Alien Avalanche: How Illegals and Fraud Are Gutting the Gopher State’s Gains
Now, the elephant in the room—or should I say the horde at the border? Minnesota’s got an estimated 95,000 undocumented immigrants, with 70,000 in the labor force as of 2022, making up 2.2 percent overall but punching above their weight in grunt-work industries. Agriculture? 13 percent immigrant-driven. Manufacturing? 16 percent. Construction? 10 percent. These folks pay $222 million in state and local taxes yearly, plus $500 million total, but that’s chump change against the drain. Deporting all 95,000 would axe 8,000 jobs for U.S.-born workers—not because they’re irreplaceable, but because the system’s addicted to cheap, off-the-books labor that undercuts Americans. Knock out 32,500, and 3,000 native jobs vanish, per the math. In Minneapolis, the surge has already disrupted everything: schools remote, businesses boarded, economic activity in immigrant hoods like Little Village-style spots in freefall.

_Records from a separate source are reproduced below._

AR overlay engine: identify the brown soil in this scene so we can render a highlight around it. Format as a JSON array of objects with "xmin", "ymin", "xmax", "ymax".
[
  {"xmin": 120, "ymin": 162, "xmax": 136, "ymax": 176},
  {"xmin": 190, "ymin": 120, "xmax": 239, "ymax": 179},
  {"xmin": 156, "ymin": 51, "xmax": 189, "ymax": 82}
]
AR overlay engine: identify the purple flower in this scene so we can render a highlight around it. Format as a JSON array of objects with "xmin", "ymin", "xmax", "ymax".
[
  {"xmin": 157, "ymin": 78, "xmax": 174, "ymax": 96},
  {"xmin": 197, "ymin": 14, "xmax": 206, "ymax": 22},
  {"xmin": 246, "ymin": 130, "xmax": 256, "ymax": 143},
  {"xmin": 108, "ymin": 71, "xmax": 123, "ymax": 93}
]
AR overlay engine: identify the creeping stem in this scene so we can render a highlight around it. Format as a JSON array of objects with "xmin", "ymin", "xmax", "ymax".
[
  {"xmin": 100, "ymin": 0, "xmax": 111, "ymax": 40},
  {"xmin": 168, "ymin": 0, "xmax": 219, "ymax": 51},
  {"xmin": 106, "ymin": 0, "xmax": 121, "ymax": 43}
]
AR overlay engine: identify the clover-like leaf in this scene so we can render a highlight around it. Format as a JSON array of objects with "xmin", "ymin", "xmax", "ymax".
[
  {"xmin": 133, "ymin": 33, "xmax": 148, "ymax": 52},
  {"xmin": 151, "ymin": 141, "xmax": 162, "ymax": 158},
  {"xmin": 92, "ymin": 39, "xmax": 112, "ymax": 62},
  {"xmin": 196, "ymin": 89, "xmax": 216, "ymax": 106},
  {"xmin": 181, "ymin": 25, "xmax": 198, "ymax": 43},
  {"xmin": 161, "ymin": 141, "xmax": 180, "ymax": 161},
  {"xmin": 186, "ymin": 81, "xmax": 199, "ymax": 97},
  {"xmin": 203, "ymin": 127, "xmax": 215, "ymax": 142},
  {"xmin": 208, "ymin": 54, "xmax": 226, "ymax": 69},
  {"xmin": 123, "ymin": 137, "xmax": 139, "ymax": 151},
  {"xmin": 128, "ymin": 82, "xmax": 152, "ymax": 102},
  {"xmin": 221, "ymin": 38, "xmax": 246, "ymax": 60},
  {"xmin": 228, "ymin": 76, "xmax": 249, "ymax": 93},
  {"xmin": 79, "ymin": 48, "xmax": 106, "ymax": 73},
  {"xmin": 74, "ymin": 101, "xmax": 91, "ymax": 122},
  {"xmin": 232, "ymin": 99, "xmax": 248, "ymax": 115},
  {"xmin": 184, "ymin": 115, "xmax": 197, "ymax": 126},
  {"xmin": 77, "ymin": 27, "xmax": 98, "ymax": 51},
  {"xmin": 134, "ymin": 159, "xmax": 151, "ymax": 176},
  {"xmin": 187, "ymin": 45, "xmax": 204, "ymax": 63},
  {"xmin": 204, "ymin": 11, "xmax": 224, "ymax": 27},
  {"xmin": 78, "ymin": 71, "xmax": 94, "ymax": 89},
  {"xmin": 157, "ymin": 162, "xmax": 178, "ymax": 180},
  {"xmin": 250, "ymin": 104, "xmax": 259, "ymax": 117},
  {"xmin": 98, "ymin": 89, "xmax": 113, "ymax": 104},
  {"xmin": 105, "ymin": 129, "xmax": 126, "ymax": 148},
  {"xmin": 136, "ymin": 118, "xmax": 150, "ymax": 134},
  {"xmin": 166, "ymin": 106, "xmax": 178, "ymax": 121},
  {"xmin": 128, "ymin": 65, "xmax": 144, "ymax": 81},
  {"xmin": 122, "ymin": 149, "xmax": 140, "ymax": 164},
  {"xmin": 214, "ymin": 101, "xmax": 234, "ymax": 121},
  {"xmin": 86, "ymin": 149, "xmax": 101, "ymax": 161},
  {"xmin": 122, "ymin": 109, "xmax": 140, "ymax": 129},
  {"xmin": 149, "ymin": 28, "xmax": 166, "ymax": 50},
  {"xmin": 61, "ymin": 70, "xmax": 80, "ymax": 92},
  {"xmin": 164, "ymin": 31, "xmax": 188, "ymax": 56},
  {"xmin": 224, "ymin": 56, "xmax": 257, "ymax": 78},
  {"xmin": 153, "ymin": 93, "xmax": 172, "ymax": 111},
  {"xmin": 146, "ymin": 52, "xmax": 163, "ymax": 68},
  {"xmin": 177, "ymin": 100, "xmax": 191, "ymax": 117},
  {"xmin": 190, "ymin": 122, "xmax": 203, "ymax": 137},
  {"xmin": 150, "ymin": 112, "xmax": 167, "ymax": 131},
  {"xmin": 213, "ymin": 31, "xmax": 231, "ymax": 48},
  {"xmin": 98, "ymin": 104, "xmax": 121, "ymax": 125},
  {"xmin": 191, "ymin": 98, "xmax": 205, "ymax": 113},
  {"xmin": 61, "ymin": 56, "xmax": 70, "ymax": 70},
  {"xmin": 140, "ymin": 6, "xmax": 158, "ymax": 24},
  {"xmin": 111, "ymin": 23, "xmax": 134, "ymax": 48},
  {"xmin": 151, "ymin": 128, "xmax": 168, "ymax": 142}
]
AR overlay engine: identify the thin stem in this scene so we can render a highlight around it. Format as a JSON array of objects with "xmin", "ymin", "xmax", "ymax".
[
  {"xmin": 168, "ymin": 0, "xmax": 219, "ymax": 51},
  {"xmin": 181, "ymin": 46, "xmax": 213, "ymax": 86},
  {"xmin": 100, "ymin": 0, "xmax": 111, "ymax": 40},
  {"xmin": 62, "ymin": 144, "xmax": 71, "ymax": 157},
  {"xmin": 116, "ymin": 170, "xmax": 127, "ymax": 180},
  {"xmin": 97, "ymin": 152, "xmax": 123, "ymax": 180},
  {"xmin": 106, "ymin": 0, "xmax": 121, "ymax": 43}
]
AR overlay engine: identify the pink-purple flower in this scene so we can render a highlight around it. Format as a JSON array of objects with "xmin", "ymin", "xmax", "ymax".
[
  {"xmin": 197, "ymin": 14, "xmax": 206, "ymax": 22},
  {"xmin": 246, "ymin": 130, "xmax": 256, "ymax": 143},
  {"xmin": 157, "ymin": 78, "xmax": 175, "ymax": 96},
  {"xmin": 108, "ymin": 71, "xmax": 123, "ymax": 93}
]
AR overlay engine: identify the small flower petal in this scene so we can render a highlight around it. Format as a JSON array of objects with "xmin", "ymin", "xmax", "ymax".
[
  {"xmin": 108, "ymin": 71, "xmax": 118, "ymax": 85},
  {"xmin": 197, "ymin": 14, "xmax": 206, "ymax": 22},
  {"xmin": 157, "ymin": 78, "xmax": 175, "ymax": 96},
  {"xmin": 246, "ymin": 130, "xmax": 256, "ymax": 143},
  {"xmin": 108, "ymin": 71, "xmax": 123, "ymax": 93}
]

But the real killer? Fraud. Minnesota’s been a fraud factory, with scandals like Feeding Our Future siphoning billions from COVID-era child nutrition programs between 2020 and 2022. By late 2025, feds charged 98 folks, 85 Somali-descended, in schemes that could top $9 billion in Medicaid rip-offs. This isn’t petty theft; it’s systemic looting, enabled by sanctuary policies that shield criminals and encourage abuse. DHS surged in December 2025 partly to root this out, arresting over 1,500 “crooks and creeps” by early January 2026. Yet Frey’s crew released nearly 470 criminal aliens back into the streets, ignoring 1,300-plus ICE detainers. Sanctuary defiance means repeat offenders roam free, jacking up crime and costs—welfare fraud alone has swamped the system, with investigations revealing diaspora-driven schemes that make Minnesota a laughingstock.
The impact? Pure poison. Illegal aliens distort the market, holding down wages in blue-collar gigs while fraud bleeds taxpayers dry. Deportations in 2025 cut the population by 600,000-1.1 million nationwide, keeping migrant-dependent sectors stagnant—no boom for natives yet, but the cleanup’s exposing the rot. In Minneapolis, Operation Metro Surge—3,000 arrests by late January—has schools locked down, businesses hurting, but that’s the price of years of open-arms idiocy. Frey’s economy isn’t “hurt” by ICE; it’s hooked on the very poison the feds are purging. Time to sober up, Mayor—America First means putting citizens before cheats, and your sanctuary circus is finally getting the boot it deserves.